Рядом с ней вдруг появился мужчина в шляпе котелком, тот самый, которого Адам видел в особняке Ганси. Мужчина умоляюще произнес:
– E me! Greywaren furis al.
– Простите… – сказал Адам.
Появился еще один дух и протянул к нему руку. И еще один. И еще. Все видения, которые посещали его. Десяток фигур. Непонятная речь.
Тихий голос рядом с Адамом проговорил:
– Я переведу.
Адам повернулся и увидел маленькую девочку в черном платье. Она в чем-то напоминала Персефону – пышные белые волосы, похожие на сахарную вату, узкое лицо, черные глаза. Девочка взяла Адама за руку. Рука у нее была очень холодная и немного влажная.
Он подозрительно вздрогнул.
– Ты будешь переводить точно?
Она крепко держалась за него крошечными пальчиками. Адам точно знал, что никогда раньше ее не видел. Этой девочки не было в числе видений и призраков, которые посещали его с тех пор, как он совершил жертвоприношение.
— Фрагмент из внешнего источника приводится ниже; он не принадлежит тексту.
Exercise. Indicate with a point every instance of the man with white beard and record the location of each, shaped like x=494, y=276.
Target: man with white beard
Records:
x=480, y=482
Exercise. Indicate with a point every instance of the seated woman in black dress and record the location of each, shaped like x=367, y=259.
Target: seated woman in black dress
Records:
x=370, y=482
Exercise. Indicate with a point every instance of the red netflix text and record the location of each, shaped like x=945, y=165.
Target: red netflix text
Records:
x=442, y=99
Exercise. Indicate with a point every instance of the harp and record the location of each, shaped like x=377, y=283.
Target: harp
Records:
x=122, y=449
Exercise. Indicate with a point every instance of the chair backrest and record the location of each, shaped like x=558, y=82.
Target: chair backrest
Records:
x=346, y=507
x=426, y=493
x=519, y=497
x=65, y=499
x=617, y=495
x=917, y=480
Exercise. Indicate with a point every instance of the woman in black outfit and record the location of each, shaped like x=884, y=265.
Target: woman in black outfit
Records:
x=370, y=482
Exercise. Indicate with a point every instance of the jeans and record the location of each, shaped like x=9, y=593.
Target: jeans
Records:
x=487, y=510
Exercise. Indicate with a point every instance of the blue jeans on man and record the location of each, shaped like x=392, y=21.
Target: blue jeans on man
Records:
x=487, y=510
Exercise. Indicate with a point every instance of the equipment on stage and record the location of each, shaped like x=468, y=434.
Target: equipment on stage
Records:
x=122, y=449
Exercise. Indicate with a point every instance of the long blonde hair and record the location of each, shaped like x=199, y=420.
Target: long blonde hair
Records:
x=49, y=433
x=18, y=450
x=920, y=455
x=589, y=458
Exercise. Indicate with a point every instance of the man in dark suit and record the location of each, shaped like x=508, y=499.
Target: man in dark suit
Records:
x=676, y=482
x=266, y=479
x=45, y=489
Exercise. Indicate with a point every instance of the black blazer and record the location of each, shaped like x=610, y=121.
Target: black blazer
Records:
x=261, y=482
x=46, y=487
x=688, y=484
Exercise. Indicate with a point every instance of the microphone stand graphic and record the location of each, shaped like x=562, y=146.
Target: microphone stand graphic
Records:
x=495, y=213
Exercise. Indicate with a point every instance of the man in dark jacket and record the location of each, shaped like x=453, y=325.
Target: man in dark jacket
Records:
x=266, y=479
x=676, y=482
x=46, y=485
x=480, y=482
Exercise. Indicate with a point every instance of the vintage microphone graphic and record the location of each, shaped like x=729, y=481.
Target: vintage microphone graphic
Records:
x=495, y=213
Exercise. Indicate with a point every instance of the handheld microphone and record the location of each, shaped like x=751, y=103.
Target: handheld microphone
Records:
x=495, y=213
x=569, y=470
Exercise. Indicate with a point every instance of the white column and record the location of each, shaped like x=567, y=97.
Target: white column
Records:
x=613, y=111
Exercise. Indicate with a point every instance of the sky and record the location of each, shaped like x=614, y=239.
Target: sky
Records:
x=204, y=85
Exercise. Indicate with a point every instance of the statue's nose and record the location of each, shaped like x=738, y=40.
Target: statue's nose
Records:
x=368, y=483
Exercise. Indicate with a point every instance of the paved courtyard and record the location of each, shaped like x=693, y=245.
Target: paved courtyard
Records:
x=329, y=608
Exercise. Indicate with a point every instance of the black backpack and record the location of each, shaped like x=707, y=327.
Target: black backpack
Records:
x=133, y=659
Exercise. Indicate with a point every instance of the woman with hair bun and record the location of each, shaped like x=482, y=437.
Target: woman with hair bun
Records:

Она походила на Персефону, но искаженную.
Как в плохом сне.
Нет. Если это был сон – если Кабесуотер был как сон, – следовательно, он мог контролировать происходящее, если хотел. Адам высвободил руку. Он не собирался отдавать кому-то свой разум.
– Кабесуотер, – произнес он вслух. – Скажи, что тебе нужно.
Он потянулся к пруду. Тот оказался холодным и нематериальным – всё равно что провести рукой по простыне. Адам осторожно выловил одну-единственную каплю, за которой следовал в видениях. Она покаталась туда-сюда в его ладони, вдоль линии жизни.
Он помедлил – и по истечении нескольких секунд понял, что здесь есть нечто, что навсегда отделит его от остальных. В какой мере – Адам не знал. Но он мог попасть туда, куда никогда не попали бы они. Он мог стать чем-то, чем они не стали бы.
Но он и так уже был другим.
А потом Адам оказался в капле воды. Кабесуотер перестал тянуться к нему с помощью видений. Больше не нужно было неуклюжих мельканий перед глазами. Никакой отчаянной борьбы за его внимание.